Enfin, la corruption généralisée place la Grèce en 72e position mondiale selon le classement de Transparency International. En plus des gaspillages qu'elle implique, il n'est pas étonnant que la Grèce reste le dernier pays de l'OCDE en terme d'environnement favorable aux affaires, selon le classement annuel de la Banque mondiale. Il est donc essentiel que la Grèce modernise son économie en simplifiant le marché de l'emploi et les réglementations trop nombreuses, sources de chômage et de corruption.

Certes, la responsabilité est partagée. Ce pays a menti sur ses comptes depuis la préparation de son entrée dans l'euro, mais les fondateurs de l'euro l'ont accepté depuis l'origine, pour des raisons politiques injustifiées. Nous en mesurons aujourd'hui le coût. En outre, si ce pays n'a pas respecté les critères de Maastricht en laissant exploser ses déficits publics, la France n'a pas fait beaucoup mieux. La Grèce n'a pas réformé son modèle pour libérer ses forces vives et le rendre productif, la France non plus. La défiance qui frappe la Grèce aujourd'hui menace de nous arriver demain.

En bref, pour que cette crise ne se propage pas, les dirigeants de la zone euro ont le devoir de coordonner un plan commun de réduction des dépenses publiques et de modernisation de leur économie. C'est à ce prix qu'ils relanceront la construction européenne et transformeront nos économies fragiles pour en faire des partenaires crédibles des Etats-Unis et de la Chine.

 

Publié le 05.03.10 dans Le Monde.fr

vendredi, 29 janvier 2010

Grèce : tolérance zéro

Grece.gifLa Grèce a de plus en plus de mal à attirer des capitaux pour financer ses comptes publics à la dérive. D'après le Monde, la zone euro "serait prête à aider les Grecs si le pays assume ses responsabilités". Pour le moment, les marchés continuent à se défier de ce pays qui est rentré dans l'euro en trichant sur ses comptes, et s'est maintenu en continuant à mentir. La Grèce doit offrir un rendement supérieur de 3.7 % à celui proposé par l'Allemagne. A ce rythme, ce sont les intérêts de la dette qui risquent d'accélérer le déclin de ce pays.
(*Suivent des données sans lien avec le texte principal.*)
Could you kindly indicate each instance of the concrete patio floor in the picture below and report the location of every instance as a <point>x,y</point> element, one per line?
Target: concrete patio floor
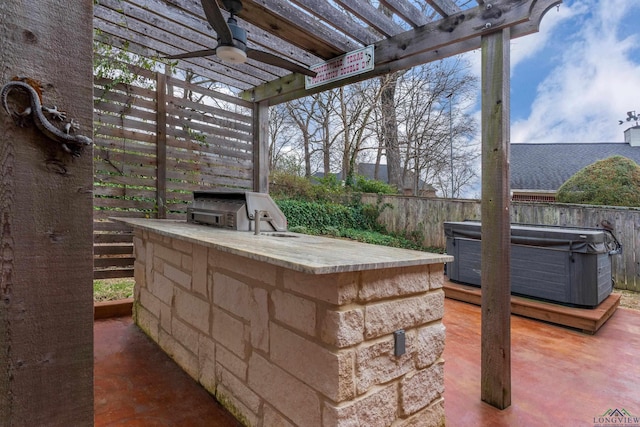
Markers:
<point>560,377</point>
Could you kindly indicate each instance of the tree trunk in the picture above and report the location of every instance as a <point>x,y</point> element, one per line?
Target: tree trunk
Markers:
<point>46,308</point>
<point>390,129</point>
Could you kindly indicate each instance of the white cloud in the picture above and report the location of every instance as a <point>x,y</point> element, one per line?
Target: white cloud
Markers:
<point>595,81</point>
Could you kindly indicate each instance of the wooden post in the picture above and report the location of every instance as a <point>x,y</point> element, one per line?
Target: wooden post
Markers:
<point>261,147</point>
<point>161,145</point>
<point>46,236</point>
<point>496,230</point>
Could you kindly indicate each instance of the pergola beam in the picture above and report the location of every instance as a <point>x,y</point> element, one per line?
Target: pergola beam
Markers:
<point>496,229</point>
<point>437,40</point>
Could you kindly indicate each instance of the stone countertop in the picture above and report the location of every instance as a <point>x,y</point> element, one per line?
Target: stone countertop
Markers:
<point>299,252</point>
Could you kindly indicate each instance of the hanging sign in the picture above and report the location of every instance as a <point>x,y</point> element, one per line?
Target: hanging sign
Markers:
<point>350,64</point>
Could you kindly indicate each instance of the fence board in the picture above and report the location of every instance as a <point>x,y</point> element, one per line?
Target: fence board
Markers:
<point>426,217</point>
<point>207,146</point>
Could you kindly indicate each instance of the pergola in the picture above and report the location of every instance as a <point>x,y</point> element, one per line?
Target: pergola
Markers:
<point>43,40</point>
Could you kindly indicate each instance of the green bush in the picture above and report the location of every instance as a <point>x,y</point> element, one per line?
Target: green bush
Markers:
<point>614,181</point>
<point>364,185</point>
<point>319,217</point>
<point>327,207</point>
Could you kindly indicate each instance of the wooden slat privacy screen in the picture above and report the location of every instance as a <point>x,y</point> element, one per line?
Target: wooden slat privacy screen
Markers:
<point>155,145</point>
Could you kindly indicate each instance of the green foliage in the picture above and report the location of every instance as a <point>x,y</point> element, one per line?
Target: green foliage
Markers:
<point>285,185</point>
<point>329,188</point>
<point>323,217</point>
<point>112,289</point>
<point>613,182</point>
<point>364,185</point>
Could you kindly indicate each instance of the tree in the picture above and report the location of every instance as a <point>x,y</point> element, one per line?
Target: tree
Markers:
<point>614,181</point>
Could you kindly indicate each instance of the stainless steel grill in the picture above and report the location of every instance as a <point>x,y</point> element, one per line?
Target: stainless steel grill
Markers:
<point>236,210</point>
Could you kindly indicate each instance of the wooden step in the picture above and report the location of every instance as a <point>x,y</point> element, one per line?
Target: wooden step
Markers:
<point>588,320</point>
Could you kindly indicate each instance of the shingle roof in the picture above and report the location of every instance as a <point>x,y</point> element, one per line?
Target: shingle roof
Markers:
<point>548,166</point>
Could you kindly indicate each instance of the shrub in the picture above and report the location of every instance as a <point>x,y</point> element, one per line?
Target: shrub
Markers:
<point>321,217</point>
<point>614,181</point>
<point>364,185</point>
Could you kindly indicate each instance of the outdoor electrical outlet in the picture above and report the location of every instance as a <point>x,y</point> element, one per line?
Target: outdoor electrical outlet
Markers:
<point>398,343</point>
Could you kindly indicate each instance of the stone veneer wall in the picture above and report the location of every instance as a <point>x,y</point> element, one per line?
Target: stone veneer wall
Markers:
<point>279,347</point>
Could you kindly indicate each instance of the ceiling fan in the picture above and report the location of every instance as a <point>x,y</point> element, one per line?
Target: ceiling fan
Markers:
<point>232,40</point>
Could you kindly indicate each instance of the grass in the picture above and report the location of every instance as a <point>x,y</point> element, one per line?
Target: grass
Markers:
<point>112,289</point>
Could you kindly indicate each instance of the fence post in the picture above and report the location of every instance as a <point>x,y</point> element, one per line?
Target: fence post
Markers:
<point>161,145</point>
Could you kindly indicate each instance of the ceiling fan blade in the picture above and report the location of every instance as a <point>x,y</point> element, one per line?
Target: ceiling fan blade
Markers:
<point>195,54</point>
<point>217,21</point>
<point>279,62</point>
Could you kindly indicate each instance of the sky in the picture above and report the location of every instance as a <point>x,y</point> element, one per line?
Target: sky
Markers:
<point>573,80</point>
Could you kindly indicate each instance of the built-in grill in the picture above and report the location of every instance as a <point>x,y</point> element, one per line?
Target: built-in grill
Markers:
<point>236,210</point>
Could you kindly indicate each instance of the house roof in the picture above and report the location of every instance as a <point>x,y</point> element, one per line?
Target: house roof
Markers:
<point>548,166</point>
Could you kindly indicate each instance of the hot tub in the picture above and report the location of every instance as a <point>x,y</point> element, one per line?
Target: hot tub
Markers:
<point>564,265</point>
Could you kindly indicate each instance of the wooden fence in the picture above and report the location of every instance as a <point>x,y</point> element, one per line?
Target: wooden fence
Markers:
<point>155,145</point>
<point>426,216</point>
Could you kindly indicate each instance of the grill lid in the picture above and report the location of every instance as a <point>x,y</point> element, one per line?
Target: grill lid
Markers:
<point>235,210</point>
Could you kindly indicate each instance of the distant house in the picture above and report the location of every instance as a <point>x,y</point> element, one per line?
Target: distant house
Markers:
<point>368,171</point>
<point>538,170</point>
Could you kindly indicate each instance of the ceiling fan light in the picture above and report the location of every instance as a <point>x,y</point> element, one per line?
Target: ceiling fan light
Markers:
<point>231,54</point>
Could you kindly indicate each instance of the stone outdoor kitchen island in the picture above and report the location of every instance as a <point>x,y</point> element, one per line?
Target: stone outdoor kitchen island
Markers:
<point>288,329</point>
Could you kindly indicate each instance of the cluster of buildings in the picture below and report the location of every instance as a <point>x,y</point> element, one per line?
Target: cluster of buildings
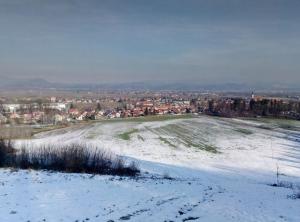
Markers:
<point>63,110</point>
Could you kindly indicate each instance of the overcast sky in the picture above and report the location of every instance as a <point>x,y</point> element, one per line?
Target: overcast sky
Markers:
<point>210,41</point>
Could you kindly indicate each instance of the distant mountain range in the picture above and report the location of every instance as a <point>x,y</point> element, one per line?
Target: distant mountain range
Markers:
<point>42,84</point>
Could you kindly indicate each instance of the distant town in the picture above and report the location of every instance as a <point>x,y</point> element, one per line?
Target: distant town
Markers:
<point>59,110</point>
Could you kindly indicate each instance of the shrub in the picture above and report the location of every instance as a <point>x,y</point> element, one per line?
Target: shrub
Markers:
<point>73,158</point>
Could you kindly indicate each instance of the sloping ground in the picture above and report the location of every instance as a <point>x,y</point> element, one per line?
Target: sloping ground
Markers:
<point>222,170</point>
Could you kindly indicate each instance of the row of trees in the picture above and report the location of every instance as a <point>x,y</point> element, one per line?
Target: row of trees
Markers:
<point>264,107</point>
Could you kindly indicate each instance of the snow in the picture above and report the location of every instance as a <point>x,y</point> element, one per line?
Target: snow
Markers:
<point>232,185</point>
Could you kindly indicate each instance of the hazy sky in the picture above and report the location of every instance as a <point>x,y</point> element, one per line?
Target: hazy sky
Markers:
<point>210,41</point>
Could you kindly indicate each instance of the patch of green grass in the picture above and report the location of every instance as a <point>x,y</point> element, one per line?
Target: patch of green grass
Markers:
<point>126,135</point>
<point>164,140</point>
<point>150,118</point>
<point>244,131</point>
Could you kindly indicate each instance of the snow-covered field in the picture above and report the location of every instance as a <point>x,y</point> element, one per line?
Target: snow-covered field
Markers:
<point>221,169</point>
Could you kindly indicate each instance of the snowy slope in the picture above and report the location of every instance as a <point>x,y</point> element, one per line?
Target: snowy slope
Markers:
<point>232,185</point>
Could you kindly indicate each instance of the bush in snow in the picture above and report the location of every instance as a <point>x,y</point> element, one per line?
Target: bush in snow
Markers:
<point>73,158</point>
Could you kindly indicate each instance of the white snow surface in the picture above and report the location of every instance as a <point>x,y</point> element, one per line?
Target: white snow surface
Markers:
<point>231,185</point>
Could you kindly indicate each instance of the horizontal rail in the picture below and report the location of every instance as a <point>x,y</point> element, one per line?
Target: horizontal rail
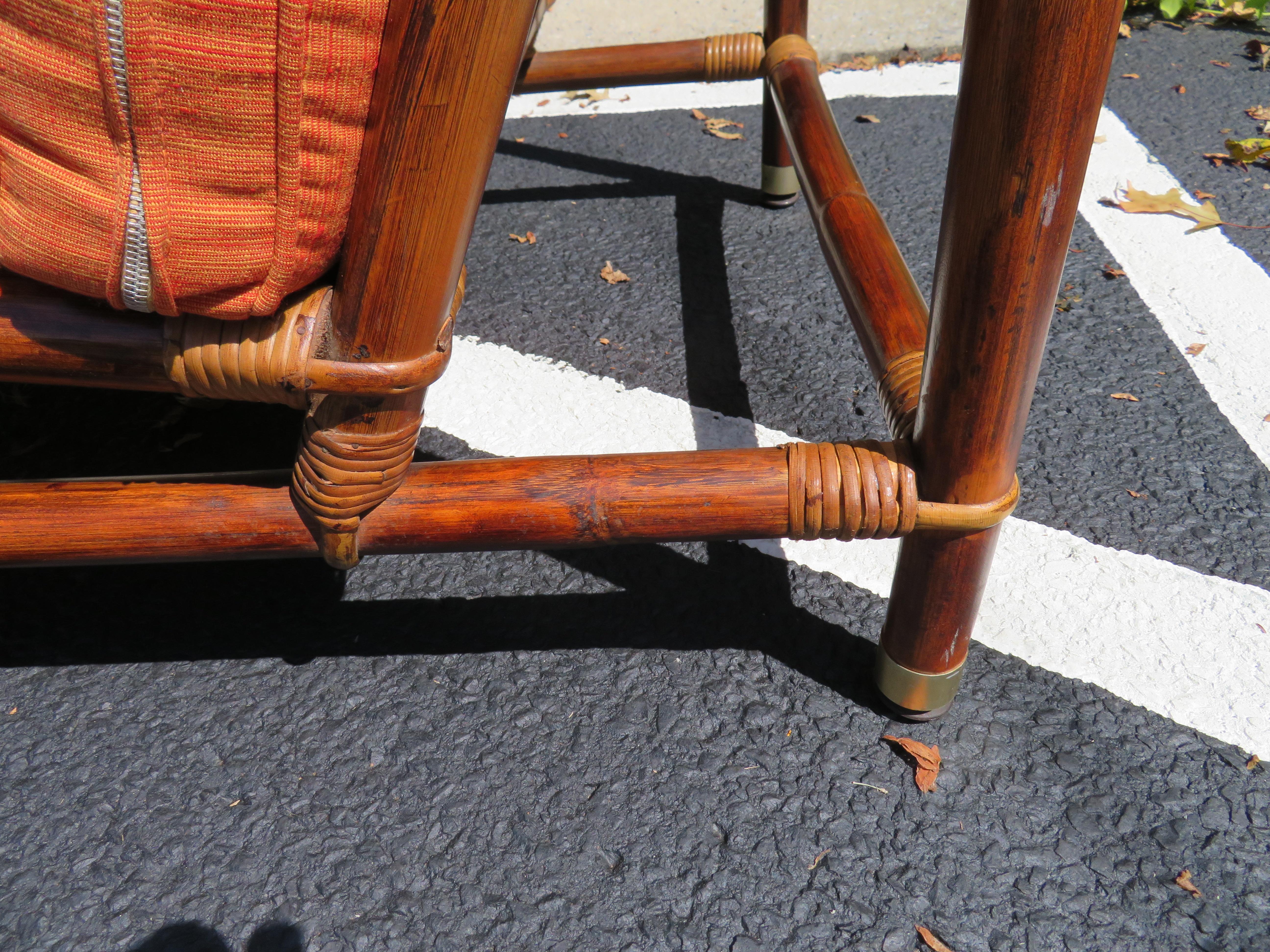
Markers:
<point>707,60</point>
<point>863,490</point>
<point>442,507</point>
<point>53,337</point>
<point>878,290</point>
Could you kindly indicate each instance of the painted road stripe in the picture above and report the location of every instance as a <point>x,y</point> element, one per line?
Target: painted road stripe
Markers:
<point>1217,304</point>
<point>1173,640</point>
<point>1208,305</point>
<point>891,82</point>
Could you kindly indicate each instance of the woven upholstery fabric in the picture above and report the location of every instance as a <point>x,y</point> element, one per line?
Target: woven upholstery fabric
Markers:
<point>247,125</point>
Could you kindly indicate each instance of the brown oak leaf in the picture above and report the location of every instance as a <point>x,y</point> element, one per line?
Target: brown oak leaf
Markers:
<point>929,939</point>
<point>1184,881</point>
<point>928,760</point>
<point>611,275</point>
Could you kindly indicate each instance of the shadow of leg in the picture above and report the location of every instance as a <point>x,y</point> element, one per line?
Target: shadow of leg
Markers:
<point>183,937</point>
<point>276,937</point>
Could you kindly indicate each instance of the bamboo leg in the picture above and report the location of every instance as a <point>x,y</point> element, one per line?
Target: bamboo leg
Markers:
<point>1032,84</point>
<point>780,181</point>
<point>446,73</point>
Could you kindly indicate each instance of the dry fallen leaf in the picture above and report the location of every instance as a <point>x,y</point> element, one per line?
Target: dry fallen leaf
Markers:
<point>1248,150</point>
<point>591,96</point>
<point>1237,11</point>
<point>611,275</point>
<point>1184,881</point>
<point>929,937</point>
<point>858,63</point>
<point>716,127</point>
<point>818,858</point>
<point>1170,204</point>
<point>928,761</point>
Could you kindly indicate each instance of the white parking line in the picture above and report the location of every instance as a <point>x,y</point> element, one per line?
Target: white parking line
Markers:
<point>1203,289</point>
<point>1215,304</point>
<point>1189,647</point>
<point>891,82</point>
<point>1173,640</point>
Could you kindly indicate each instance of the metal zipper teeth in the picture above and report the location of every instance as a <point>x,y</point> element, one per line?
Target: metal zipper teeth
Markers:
<point>135,285</point>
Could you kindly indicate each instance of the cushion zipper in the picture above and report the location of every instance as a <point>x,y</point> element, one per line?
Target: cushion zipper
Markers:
<point>135,285</point>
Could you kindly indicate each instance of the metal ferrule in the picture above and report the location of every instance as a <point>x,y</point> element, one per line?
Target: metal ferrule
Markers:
<point>780,181</point>
<point>915,691</point>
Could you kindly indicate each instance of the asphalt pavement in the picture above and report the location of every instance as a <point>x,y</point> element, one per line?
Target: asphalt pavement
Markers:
<point>646,748</point>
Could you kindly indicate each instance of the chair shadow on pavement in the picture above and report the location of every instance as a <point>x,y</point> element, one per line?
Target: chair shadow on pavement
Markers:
<point>737,598</point>
<point>740,598</point>
<point>195,937</point>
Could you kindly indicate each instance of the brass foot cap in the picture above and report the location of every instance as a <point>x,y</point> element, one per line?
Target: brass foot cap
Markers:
<point>780,186</point>
<point>915,695</point>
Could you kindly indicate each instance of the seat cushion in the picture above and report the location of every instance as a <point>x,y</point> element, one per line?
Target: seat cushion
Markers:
<point>181,157</point>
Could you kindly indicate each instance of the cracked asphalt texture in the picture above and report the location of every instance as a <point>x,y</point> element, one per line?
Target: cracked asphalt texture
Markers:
<point>643,748</point>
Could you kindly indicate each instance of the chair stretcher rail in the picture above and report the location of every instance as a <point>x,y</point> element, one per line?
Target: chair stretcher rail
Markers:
<point>862,490</point>
<point>707,60</point>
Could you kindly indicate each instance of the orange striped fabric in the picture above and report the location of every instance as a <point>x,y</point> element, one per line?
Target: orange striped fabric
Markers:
<point>246,122</point>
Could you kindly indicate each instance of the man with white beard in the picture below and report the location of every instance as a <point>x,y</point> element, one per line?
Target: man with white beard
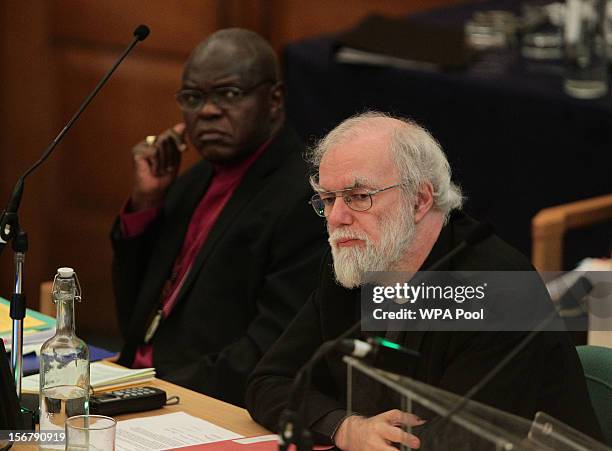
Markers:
<point>384,187</point>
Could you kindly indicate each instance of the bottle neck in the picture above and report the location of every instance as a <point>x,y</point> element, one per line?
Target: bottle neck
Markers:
<point>65,317</point>
<point>64,292</point>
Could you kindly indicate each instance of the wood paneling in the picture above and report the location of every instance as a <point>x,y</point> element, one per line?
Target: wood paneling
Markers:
<point>176,25</point>
<point>291,20</point>
<point>53,53</point>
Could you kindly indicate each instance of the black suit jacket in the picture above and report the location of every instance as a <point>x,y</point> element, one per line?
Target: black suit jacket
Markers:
<point>251,276</point>
<point>546,376</point>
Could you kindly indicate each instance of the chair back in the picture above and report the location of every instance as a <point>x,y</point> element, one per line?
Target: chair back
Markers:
<point>597,364</point>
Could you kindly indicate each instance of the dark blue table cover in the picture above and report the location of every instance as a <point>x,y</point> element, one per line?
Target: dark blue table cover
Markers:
<point>516,142</point>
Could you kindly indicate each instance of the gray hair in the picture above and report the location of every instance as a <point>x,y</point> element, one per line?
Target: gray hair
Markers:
<point>418,156</point>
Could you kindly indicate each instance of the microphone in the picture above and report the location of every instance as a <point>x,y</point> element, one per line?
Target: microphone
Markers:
<point>10,230</point>
<point>9,223</point>
<point>290,428</point>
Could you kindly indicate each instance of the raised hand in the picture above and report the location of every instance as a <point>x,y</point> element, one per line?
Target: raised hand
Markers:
<point>377,433</point>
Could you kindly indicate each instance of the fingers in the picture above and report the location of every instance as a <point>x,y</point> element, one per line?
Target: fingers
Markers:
<point>162,155</point>
<point>397,418</point>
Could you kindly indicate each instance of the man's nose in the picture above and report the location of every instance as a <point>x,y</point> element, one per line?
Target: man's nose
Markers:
<point>340,214</point>
<point>209,108</point>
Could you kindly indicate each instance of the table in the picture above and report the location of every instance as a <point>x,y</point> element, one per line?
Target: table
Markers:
<point>218,412</point>
<point>516,142</point>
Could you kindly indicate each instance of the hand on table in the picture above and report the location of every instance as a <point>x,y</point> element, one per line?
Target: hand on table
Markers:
<point>377,433</point>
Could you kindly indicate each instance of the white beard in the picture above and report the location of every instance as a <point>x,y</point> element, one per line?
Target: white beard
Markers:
<point>352,263</point>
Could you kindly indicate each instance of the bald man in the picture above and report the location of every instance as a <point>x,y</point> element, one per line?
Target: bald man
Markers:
<point>384,187</point>
<point>210,267</point>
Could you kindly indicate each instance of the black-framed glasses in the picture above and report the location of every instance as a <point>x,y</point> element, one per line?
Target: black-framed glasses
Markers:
<point>357,199</point>
<point>222,96</point>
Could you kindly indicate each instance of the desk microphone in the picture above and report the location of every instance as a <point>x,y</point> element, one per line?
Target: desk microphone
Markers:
<point>10,230</point>
<point>9,223</point>
<point>291,429</point>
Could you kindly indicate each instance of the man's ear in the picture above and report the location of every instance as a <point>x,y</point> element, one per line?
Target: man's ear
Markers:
<point>423,201</point>
<point>277,99</point>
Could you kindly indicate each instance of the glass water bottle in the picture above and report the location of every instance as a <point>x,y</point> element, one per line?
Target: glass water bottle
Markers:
<point>64,360</point>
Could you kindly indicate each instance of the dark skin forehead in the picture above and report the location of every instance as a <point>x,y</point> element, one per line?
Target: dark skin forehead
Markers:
<point>231,56</point>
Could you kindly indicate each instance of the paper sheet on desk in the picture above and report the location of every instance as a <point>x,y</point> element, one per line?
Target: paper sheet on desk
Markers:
<point>171,431</point>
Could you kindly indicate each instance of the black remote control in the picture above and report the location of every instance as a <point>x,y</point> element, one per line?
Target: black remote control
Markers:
<point>132,399</point>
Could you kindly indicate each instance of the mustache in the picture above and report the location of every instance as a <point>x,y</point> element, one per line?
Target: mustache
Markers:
<point>342,234</point>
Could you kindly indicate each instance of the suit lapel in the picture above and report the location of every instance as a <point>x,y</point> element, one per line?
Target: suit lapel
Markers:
<point>180,205</point>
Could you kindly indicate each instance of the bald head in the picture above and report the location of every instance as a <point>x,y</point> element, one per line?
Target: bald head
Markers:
<point>239,50</point>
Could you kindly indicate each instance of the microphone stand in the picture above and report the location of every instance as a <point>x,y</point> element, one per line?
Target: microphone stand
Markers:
<point>10,230</point>
<point>291,427</point>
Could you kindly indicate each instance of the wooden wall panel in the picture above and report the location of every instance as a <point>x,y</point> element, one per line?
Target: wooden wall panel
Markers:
<point>291,20</point>
<point>27,125</point>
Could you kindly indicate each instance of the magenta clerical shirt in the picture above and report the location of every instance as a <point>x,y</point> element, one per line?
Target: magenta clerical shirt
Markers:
<point>224,181</point>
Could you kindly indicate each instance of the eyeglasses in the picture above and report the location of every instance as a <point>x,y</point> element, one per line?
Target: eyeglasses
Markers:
<point>357,199</point>
<point>223,96</point>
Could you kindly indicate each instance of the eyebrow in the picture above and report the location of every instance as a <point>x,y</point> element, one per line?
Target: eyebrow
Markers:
<point>358,182</point>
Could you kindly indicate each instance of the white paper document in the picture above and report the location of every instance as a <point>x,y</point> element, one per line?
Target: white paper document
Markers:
<point>174,430</point>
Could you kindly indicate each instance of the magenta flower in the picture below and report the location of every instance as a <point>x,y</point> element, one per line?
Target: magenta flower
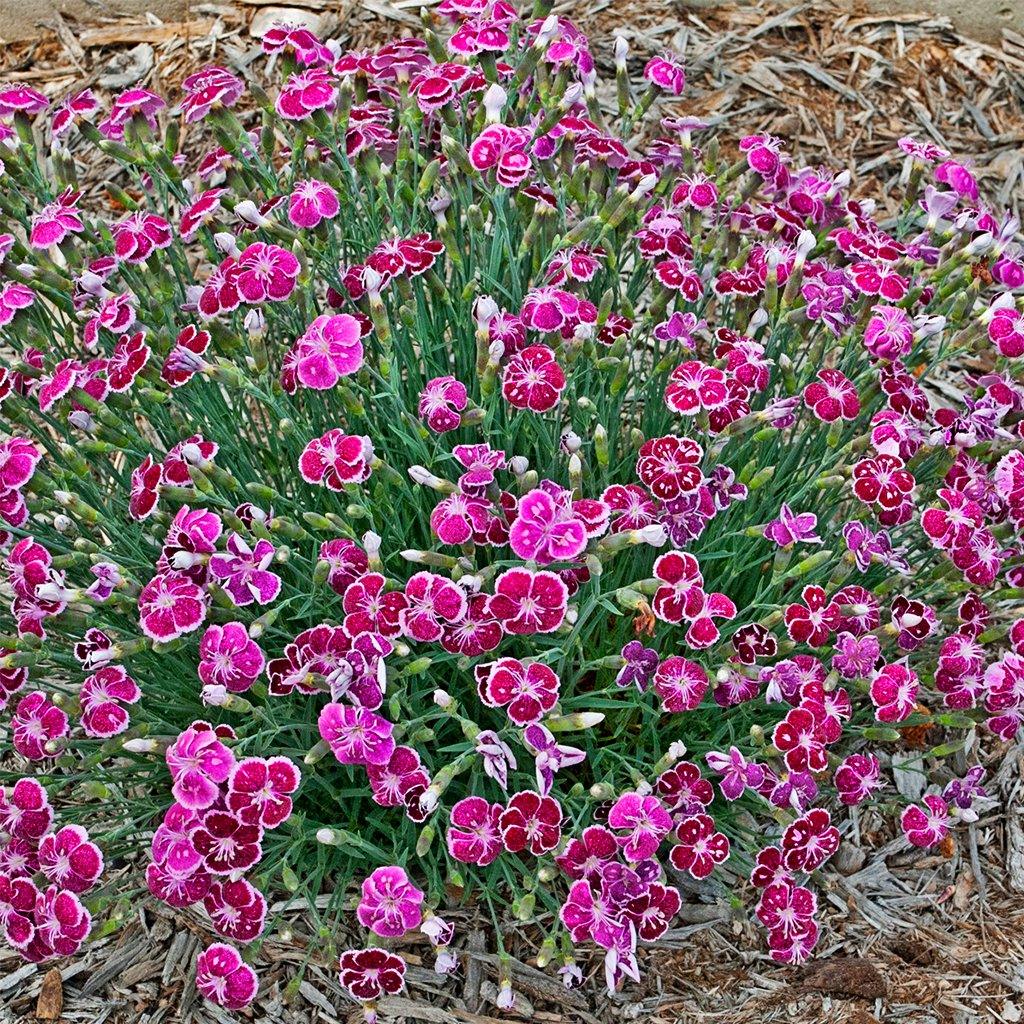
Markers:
<point>667,73</point>
<point>305,92</point>
<point>474,836</point>
<point>226,843</point>
<point>856,778</point>
<point>70,860</point>
<point>441,401</point>
<point>680,684</point>
<point>102,697</point>
<point>369,974</point>
<point>432,601</point>
<point>199,762</point>
<point>832,396</point>
<point>737,773</point>
<point>229,658</point>
<point>18,459</point>
<point>237,909</point>
<point>526,691</point>
<point>694,386</point>
<point>61,925</point>
<point>532,379</point>
<point>645,822</point>
<point>699,847</point>
<point>38,726</point>
<point>532,822</point>
<point>336,459</point>
<point>670,466</point>
<point>809,841</point>
<point>223,978</point>
<point>312,202</point>
<point>169,606</point>
<point>356,736</point>
<point>926,825</point>
<point>527,602</point>
<point>546,528</point>
<point>793,527</point>
<point>390,904</point>
<point>894,692</point>
<point>259,790</point>
<point>505,150</point>
<point>549,756</point>
<point>243,571</point>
Aucune procédure de sanction pour de tels agissements n'étant prévue, la décision est politique. Or, il me semble essentiel de faire un exemple avec ce cancre qui ne respecte ni les critères de Maastricht, ni sa parole. De nombreux pays laissent filer leurs déficits et leur dette sans respecter les critères de Maastricht. Ce qui arrive à la Grèce pourrait concerner rapidement un autre membre des PIGS : Portugal, Irlande ou Espagne. Aussi faut-il stopper l'incendie et exiger l'intervention du FMI pour reprendre en main les comptes de la Grèce avec une thérapie de choc. L'alternative politique pourrait être bien plus cruelle encore : l'exclusion de la Grèce de l'euro et le retour à la drachme. Pourquoi pas ?

En tout cas, ce n'est pas au peuple français d'assumer les conséquences de la fraude grecque. Pas plus qu'au autres citoyens-contribuables de la zone euro. Au contraire, il serait souhaitable qu'un redressement rapide des comptes de la Grèce, même contraint, serve d'exemple aux autres pays membres de la zone euro. Si rien n'est fait, c'est l'euro lui-même qui pourrait se retrouver victime du laxisme généralisé.